From: Jan Kara <jack@suse.cz>
To: Ted Tso <tytso@mit.edu>
Cc: linux-ext4@vger.kernel.org, Lukas Czerner <lczerner@redhat.com>,
Jan Kara <jack@suse.cz>
Subject: Re: [PATCH v3] ext4: don't BUG on inconsistent journal feature
Date: Wed, 5 Aug 2020 16:16:23 +0200 [thread overview]
Message-ID: <20200805141623.GC16475@quack2.suse.cz> (raw)

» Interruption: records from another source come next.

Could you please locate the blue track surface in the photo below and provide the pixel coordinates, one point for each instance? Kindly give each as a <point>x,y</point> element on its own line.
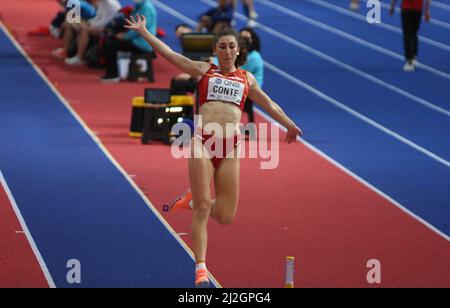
<point>76,203</point>
<point>62,180</point>
<point>415,180</point>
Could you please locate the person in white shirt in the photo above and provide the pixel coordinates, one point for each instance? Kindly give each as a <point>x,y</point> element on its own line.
<point>106,10</point>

In-Reply-To: <20200710140759.18031-1-jack@suse.cz>
On Fri 10-07-20 16:07:59, Jan Kara wrote:
> A customer has reported a BUG_ON in ext4_clear_journal_err() hitting
> during an LTP testing. Either this has been caused by a test setup
> issue where the filesystem was being overwritten while LTP was mounting
> it or the journal replay has overwritten the superblock with invalid
> data. In either case it is preferable we don't take the machine down
> with a BUG_ON. So handle the situation of unexpectedly missing
> has_journal feature more gracefully. We issue warning and fail the mount
> in the cases where the race window is narrow and the failed check is
> most likely a programming error. In cases where fs corruption is more
> likely, we do full ext4_error() handling before failing mount / remount.
>
> Reviewed-by: Lukas Czerner <lczerner@redhat.com>
> Signed-off-by: Jan Kara <jack@suse.cz>
Ted, can you please pick up this patch? Thanks!
Honza
> ---
> fs/ext4/super.c | 68 +++++++++++++++++++++++++++++++++++++++------------------
> 1 file changed, 47 insertions(+), 21 deletions(-)
>
> Changes since v2:
> - added Reviewed-by tag
> - fixup compilation failure without CONFIG_QUOTA
>
> Changes since v1:
> - handle failures more likely coming from fs corruption as with ext4_error
>
> diff --git a/fs/ext4/super.c b/fs/ext4/super.c
> index 330957ed1f05..9fdad843b30e 100644
> --- a/fs/ext4/super.c
> +++ b/fs/ext4/super.c
> @@ -66,10 +66,10 @@ static int ext4_load_journal(struct super_block *, struct ext4_super_block *,
> unsigned long journal_devnum);
> static int ext4_show_options(struct seq_file *seq, struct dentry *root);
> static int ext4_commit_super(struct super_block *sb, int sync);
> -static void ext4_mark_recovery_complete(struct super_block *sb,
> +static int ext4_mark_recovery_complete(struct super_block *sb,
> struct ext4_super_block *es);
> -static void ext4_clear_journal_err(struct super_block *sb,
> - struct ext4_super_block *es);
> +static int ext4_clear_journal_err(struct super_block *sb,
> + struct ext4_super_block *es);
> static int ext4_sync_fs(struct super_block *sb, int wait);
> static int ext4_remount(struct super_block *sb, int *flags, char *data);
> static int ext4_statfs(struct dentry *dentry, struct kstatfs *buf);
> @@ -4770,7 +4770,9 @@ static int ext4_fill_super(struct super_block *sb, void *data, int silent)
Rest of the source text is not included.